SPS is a rare neurological disorder (1–2 cases per million) with a suspected autoimmune basis. Symptoms include rigidity, pain, and spasms triggered by sensory or emotional stimuli. IVIg is the primary treatment, with SCIg as an alternative. Home infusion providers support access, payor approvals, and clinical oversight, yet limited data exist on SPS management in non-hospital settings.

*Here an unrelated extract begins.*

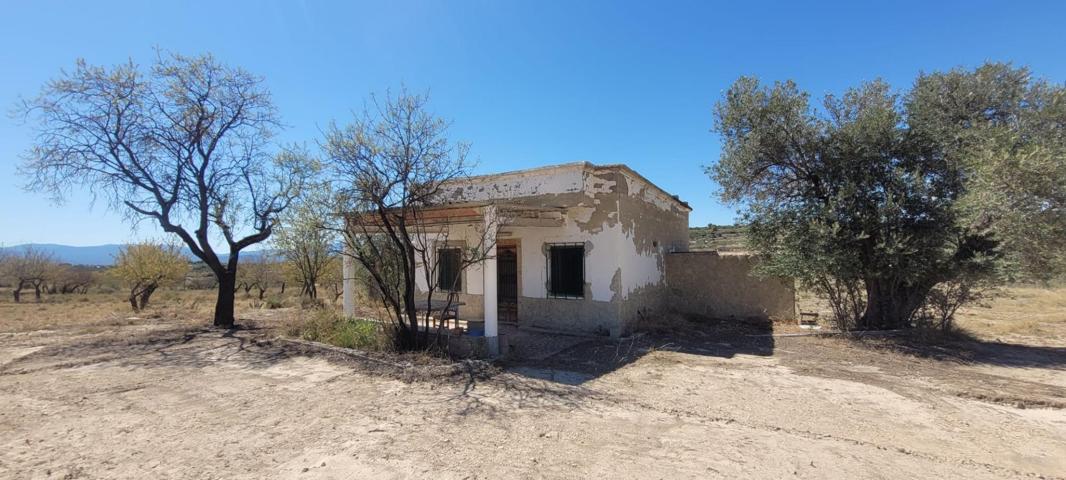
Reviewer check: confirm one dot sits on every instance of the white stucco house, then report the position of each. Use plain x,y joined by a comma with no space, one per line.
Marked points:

Seventy-three SPS patients received home infusion Ig therapy 94% IVIg and 6% SCIg. The cohort was 83.6% female, with median age 58.  Median IVIg dosing was 1.3 g/kg/ every 4 weeks, SCIg 0.99g/kg/month (0.25g/kg weekly) over 6 injection sites, with 1271 dispenses filled (1210 IVIg/61 SCIg). Common symptoms throughout treatment included stiffness (82%), muscle weakness (79%), fatigue (77%), poor balance (65%), unsteady gait (64%), and muscle spasms (40%). Falls occurred in 3% of assessments and median pain score was 3 on a 1-10 scale.  ADRs were mostly mild or moderate, including headache, fatigue, fever, hypertension, anemia, nausea, and Infusion Site Reactions (ISRs)  of swelling, itching, rash, and redness. Serious ADRs were rare (headache and systemic hypersensitivity reactions) and no critical ADRs were reported.